The Brontës meet Gillian Flynn in Lady Macbeth, a tasty period noir that slithers with menace at each turn. In the beginning, we’re introduced to newly-married Katherine Lester, whom we later learn was “bought” by her husband’s father in order to produce him an heir. Unfortunately, hubby is not much interested in sex, and generally Katherine is treated with contempt by the men around her. Like most Victorian women, she’s merely decoration, doomed to sit out her life indoors unless commanded otherwise. Then she’s left alone, and that’s when the Wuthering Heights elements creep to the fore: a rowdy groomsman catches her eye, and one night they decide to have sex. Mr. Groomsman is everything her husband is not, so of course she falls madly in love with him. And here’s where the Brontë strand ends, because we quickly learn that Katherine has got a mean streak in her. Well, more than a mean streak: she’s actually a merciless psychopath, willing to go to extreme lengths to get what she wants. Stand in her way, and you’d better fucking watch out.
So no, this isn’t feminist in the sense that Katherine is the heroine we seek to emulate. Rather, it’s a reminder that women can make very effective villains… and their villainy can actually be much more interesting than what’s perpetrated by their male counterparts. Florence Pugh is also fantastic as Katherine, using her face to create a composed and brittle shield hiding unspeakable horrors. At first you’d mistake her for being demure, but when her true self begins to poke through, it becomes chilling to watch her.
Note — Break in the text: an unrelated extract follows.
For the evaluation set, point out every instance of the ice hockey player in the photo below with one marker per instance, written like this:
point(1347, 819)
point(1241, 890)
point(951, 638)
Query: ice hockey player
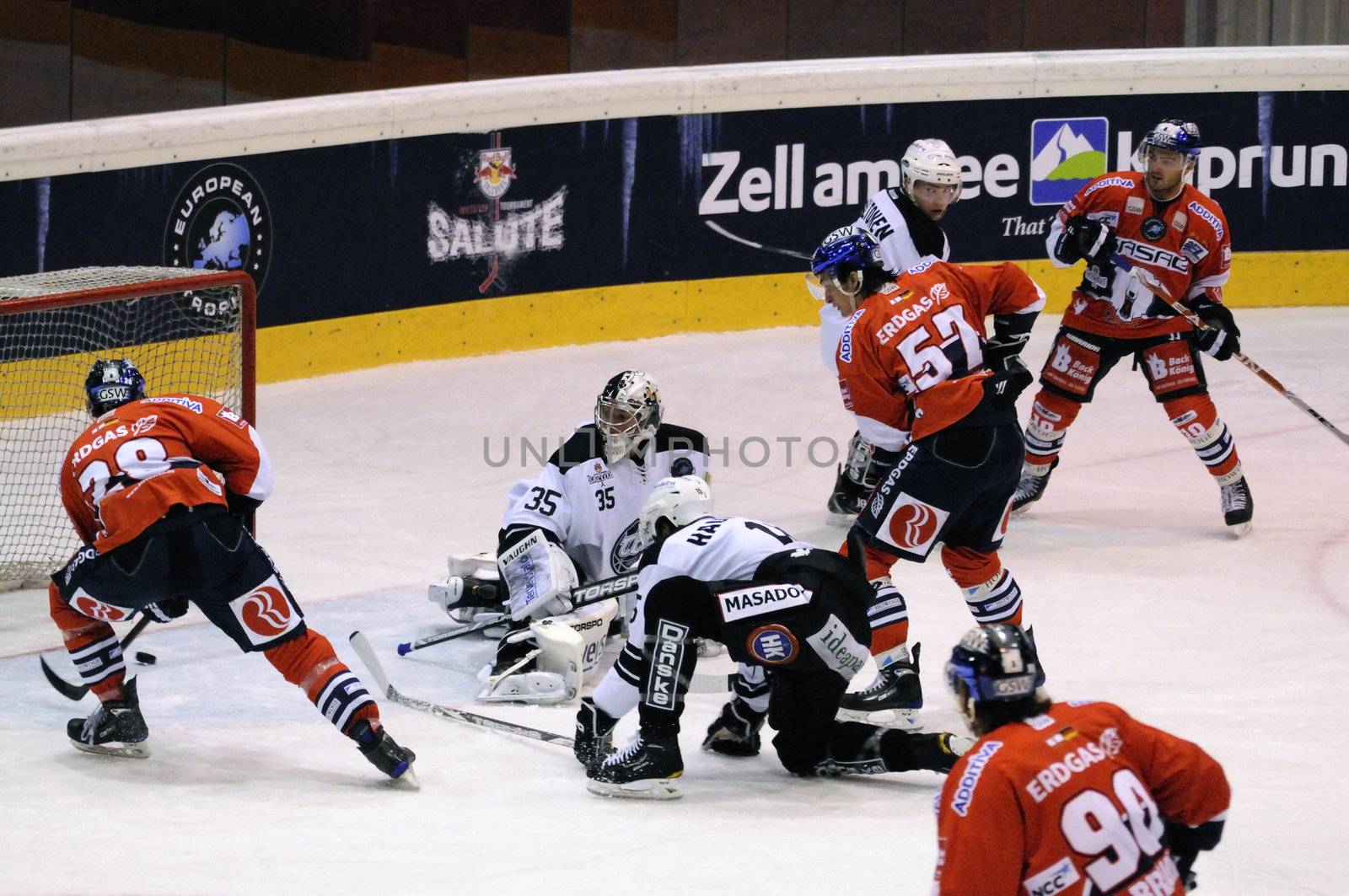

There’s also some racial and class commentary here involving servants who are treated as disposable in every sense of the term. It makes the film’s resolution particularly appalling, as the power of white privilege is reaffirmed with stark clarity. Perhaps an unsubtle gesture towards today’s racial tensions, to be sure… and yet, it’s hard not be sickened to the core by it. It might even be more effective than the original novella’s conclusion… but shhh, don’t tell the purists I said that.